15 Temmuz darbe girişiminin yıldönümü öncesi İstanbul'da BBC'nin HARDtalk programından Zainab Badawi'ye özel bir mülakat veren Erdoğan, "Şimdi ben size özellikle bir şey söyleyeyim; Bu tamamıyla sözde bir adalet yürüyüşüdür. Ve bu sözde adalet yürüyüşünün ortalaması bellidir. Bunun ortalaması bazen 500 olmuş, bazen 1000 olmuş, bazen 1500 olmuş bu kadar. Bakın bütün bunların bu yürüyüş esnasında hükümetimiz her türlü güvenlik önlemini sağladı. Bu güvenlik içinde bu yürüyüşü yaptılar. Ve gelip de en son topladıkları mitingdeki kalabalık nedir? O kalabalık da ortada. Bakın toplam, İstanbul dışında otobüslerle gelenlerle birlikte topladıkları 170 bin kişi. Biz bir 7 Ağustos mitingi yaptık. Ve 2 milyon insan orada toplandı. Aramızdaki fark budur. Tayyip Erdoğan, Cumhurbaşkanı olarak, hükümetimiz, hükümet olarak bugüne kadar kimsenin önünü kesmemiştir. Kimsenin demokratik haklarını engellememiştir... Şimdi hiçbir zaman bu ana muhalefet, Cumhuriyet Halk Partisi zihniyeti ve onlarla beraber hareket edenler, PKK terör örgütü, bunlar hep beraber hareket ettiler. Bunlar hiçbir zaman bir birlik ruhunda bütünleşmemişlerdir. Bunlar her zaman ayrılıkçı olmuşlardır. Ve ana muhalefet, şu anda terör örgütü ile birlikte hareket etmiştir. Ve aşırı uçlar beraber hareket etmişlerdir. Dolayısıyla bunların böyle bir birlik ruhunda bulunması da bundan sonra zaten söz konusu olmayacaktır. Asıl demokratik mücadeleyi de şu anda iktidar partisi ve Milliyetçi Hareket Partisi, Parlamento'da gayet açık ne şekilde ortaya koymaktadır" dedi.

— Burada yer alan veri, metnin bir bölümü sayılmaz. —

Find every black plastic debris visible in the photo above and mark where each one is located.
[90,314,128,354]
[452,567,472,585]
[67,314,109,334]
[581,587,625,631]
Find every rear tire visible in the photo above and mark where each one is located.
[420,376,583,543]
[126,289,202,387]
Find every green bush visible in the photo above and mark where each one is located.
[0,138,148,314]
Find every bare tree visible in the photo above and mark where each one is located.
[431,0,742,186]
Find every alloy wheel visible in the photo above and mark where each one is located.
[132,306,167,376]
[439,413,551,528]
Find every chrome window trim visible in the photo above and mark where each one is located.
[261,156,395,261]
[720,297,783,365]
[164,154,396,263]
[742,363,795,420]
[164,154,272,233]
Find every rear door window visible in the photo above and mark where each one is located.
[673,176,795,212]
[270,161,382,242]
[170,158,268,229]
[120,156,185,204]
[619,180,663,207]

Tutuklu Gazeteciler Soruldu

BBC muhabirinin, "150 gazeteci şu anda hapiste. Bu rakamda, dünya çapında hapiste olan gazetecilerin üçte birine denk geliyor. İfade özgürlüğünden bu denli korkmanızın nedeni nedir?" sorusuna Cumfurbaşkanı Erdoğan; "Bakın şu anda siz benden daha fazla konuşuyorsunuz. Asıl özgürlük sizde. Siz bana özgürlük tanımıyorsunuz. Benimle böyle bir söyleşi yapıyorsunuz ama bana özgürlük tanımıyorsunuz. Ve gazetecilikten dolayı içeride olan yok. Bunu çok açık görmemiz lazım. Şu anda Türkiye'de bu kadar muhalif gazeteciler, işte bu yürüyüşü yapma esnasında bütün yazılanlar çizilenler, her türlü hakaretler hepsi ortada. Şu anda içeride olanların gazetecilik sıfatı yok. Bunlar ya terör örgütüyle beraber hareket etmişlerdir, ya silah bulundurmaktan içeri girmişlerdir. Ya da birçok yerlerde bankamatikleri kırmışlar, buraları soymuşlardır. Ama ceplerinde bir sarı basın kartı değil, gazeteci kartı vardır. Bununla beraber de kendilerinin gazeteci olduğunu iddia etmişlerdir. Ve şu anda da sizin ifade ettiğiniz şekilde 170 tane gazeteci falan içeride yok. Bunların hepsi yalan. Böyle bir şey söz konusu değil. Bunların defaatle açıklamalarını yaptık ve şu anda gerçek manada gazeteci sıfatıyla içeride iki kişi var. Bunun dışında böyle bir şey söz konusu değil. Bu yalanlarla da dünyayı kandırmayalım. Yargı, ordu, emniyet, basına sızmak suretiyle çatı ile böyle bir çete oluşturuldu. Bu çete ile de bu darbe girişiminde bulunuldu. Soruyorum; bir devleti yıkmak için böyle bir çalışmayı hep birlikte böyle bir çalışmayı hep beraber yapacaklar sonra da sonra da gazetecilik kimliğine sığınarak kendilerini kurtaracaklar. Böyle bir şey söz konusu değil. Biz bu konuda kimsenin yazdığından, çizdiğinden ne korktuğumuz ne de çekindiğimiz yok." yanıtını verdi.